Configuring the browser to use a plug-in usually requires downloading that plug-in and going through an installation process. Then, when the browser encounters the relevant file type(s), the plug-in runs inside the browser, often transparently. A Shockwave Flash animation running as part of a Web page serves as a good example. Unfortunately, configuring helper apps and plug-ins can be a notoriously difficult process, even in fairly recent browsers.

WEB OF THE FUTURE
Web development's current focus is on convergence and standardization. It's not unreasonable to expect that the very next generation of browsers will offer unprecedented support for a broad range of tags, media types, and programming functions - just in time for HTML to become obsolete. Extensible Markup Language (XML) and XHTML, an XML/HTML stopgap, are already being deployed to solve some of the problems of separating Web content from appearance. (For more on XML, see "Web Page" in this issue of EM and "Tech Page: XML Marks the Spot" in the November 1999 issue of EM.)

Do you need to understand these developments right now? Probably not, but the new markup languages will be part of the electronic musician's world in the near future.

So you painstakingly typed in every character of the mile-long Web address and . . . eureka! You actually found a page; maybe even the one you wanted. Web domains are out there just waiting to send you content. But how does your browser know where to find www.emusician.com?

Computers are good at numbers, so it makes sense for the location of each computer on the World Wide Web (and there are millions of them) to be referenced as a series of numbers, not unlike a postal ZIP code. Those numbers, separated by periods, constitute a computer's Internet Provider (IP) address. For example, www.emusician.com's IP address is 208.242.199.55; if you type that series of numbers and periods in your browser's Location field and hit Return, you'll get EM's home page.

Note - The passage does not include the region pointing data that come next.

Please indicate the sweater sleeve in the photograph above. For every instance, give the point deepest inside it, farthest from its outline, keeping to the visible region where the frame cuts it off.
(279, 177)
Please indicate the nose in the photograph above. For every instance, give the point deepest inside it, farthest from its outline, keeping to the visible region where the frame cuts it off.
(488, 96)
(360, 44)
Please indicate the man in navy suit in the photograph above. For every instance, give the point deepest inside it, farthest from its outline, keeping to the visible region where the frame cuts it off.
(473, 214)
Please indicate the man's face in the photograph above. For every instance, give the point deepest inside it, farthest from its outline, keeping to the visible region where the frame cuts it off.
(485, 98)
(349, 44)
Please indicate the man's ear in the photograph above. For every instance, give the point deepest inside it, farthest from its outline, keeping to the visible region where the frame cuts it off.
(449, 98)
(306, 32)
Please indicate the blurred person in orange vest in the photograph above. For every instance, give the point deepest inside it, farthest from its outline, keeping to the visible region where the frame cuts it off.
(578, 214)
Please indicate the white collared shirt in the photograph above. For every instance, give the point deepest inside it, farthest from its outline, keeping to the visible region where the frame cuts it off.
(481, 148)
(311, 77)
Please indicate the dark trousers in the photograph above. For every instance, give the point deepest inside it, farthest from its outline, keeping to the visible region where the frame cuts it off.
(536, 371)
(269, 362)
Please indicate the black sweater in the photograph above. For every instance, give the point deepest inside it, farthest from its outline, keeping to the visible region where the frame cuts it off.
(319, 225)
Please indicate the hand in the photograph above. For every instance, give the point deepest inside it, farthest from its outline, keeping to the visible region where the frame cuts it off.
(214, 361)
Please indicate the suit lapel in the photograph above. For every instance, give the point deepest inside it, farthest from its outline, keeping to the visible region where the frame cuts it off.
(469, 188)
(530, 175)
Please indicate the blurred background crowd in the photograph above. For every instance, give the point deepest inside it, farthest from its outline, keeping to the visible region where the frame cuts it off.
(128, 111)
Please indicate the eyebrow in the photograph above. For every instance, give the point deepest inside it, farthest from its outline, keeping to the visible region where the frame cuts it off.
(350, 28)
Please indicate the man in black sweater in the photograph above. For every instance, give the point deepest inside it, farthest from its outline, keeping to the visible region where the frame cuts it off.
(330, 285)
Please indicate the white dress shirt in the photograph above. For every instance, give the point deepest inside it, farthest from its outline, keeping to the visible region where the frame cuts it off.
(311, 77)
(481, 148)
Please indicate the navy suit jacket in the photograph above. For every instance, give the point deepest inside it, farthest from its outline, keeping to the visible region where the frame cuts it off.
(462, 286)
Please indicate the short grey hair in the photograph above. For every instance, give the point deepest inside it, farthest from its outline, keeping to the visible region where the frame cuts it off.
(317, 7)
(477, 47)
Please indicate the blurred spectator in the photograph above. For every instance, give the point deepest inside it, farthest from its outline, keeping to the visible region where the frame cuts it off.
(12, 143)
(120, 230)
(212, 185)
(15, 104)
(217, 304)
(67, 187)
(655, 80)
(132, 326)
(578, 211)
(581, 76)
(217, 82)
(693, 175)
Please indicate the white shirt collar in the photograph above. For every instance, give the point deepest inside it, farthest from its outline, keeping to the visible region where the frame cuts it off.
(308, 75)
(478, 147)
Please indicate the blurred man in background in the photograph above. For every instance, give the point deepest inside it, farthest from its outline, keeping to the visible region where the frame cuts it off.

Of course, for humans, remembering www.emusician.com is a lot easier than remembering a string of numbers. Fortunately, there's a hierarchy of computers connected to the Web that do nothing but look up domain names and tell browsers and other Web software where to find them. This hierarchy is called the Domain Name System (DNS). At the top of the DNS are computers controlled by the federal government that tell other computers which one holds the official IP address record for the domain name in question.

When you dial up your provider and then use your browser to request www.emusician.com, the provider checks to see if that address is in its DNS computer. If not, the provider's computer queries others to see if a nearby DNS computer has the information. The provider's computer continues in this manner all the way to the top, querying the computer that holds the official address record. The beauty of this system is that the DNS computers along the way - not just your IP's computer - receive and store the IP address information for some time, which makes subsequent lookups much faster.